Doomers
The Atlantic’s piece on AI doomers gets closer to the real concern than most coverage, but it makes a subtle conflation that’s worth teasing apart.
The article frames doomer anxiety primarily as a governance problem. Companies are racing ahead with minimal oversight, a handful of executives are making civilization altering decisions without public input, and economic pressures make it nearly impossible to slow down even when safety concerns emerge. As Stuart Russell’s nuclear power plant analogy makes clear, deploying something this powerful without knowing how to make it safe is reckless regardless of your motives.
This framing is compelling because it’s obviously true. The regulatory vacuum is real. The competitive dynamics are real. The concentration of power in a few companies is real. And importantly, this framing makes the problem feel solvable through better institutions, democratic oversight, and political will.
But traditional doomers like Soares and Yudkowsky believe something stronger and more unsettling. Their position isn’t just that greedy or careless humans won’t implement good governance. It’s that even well-intentioned actors with perfect governance structures might fail to solve the technical challenge of keeping superintelligent AI aligned with human values.

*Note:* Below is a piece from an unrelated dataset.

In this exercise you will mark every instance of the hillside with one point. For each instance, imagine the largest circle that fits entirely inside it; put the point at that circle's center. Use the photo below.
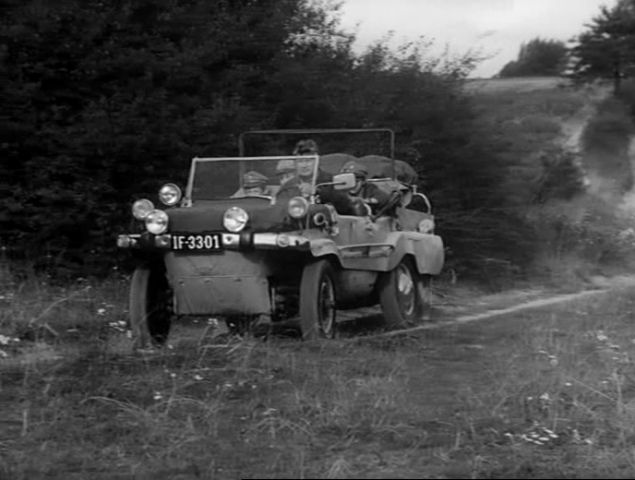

The alignment problem, in their view, is fundamentally hard in a way that makes institutional solutions insufficient.
The article does hint at this shift. Today’s doomers increasingly focus on current harms and governance failures rather than purely technical alignment challenges. And the piece explicitly concludes that the greatest reason to take doomers seriously isn’t the likelihood of all-powerful rogue algorithms, but rather the lack of public input and oversight.
That’s a more digestible concern. It fits our existing mental models about corporate power and regulatory capture. But it may also be missing the harder question. What if the technical problem is genuinely unsolvable at the speed we’re moving, no matter how good our institutions become?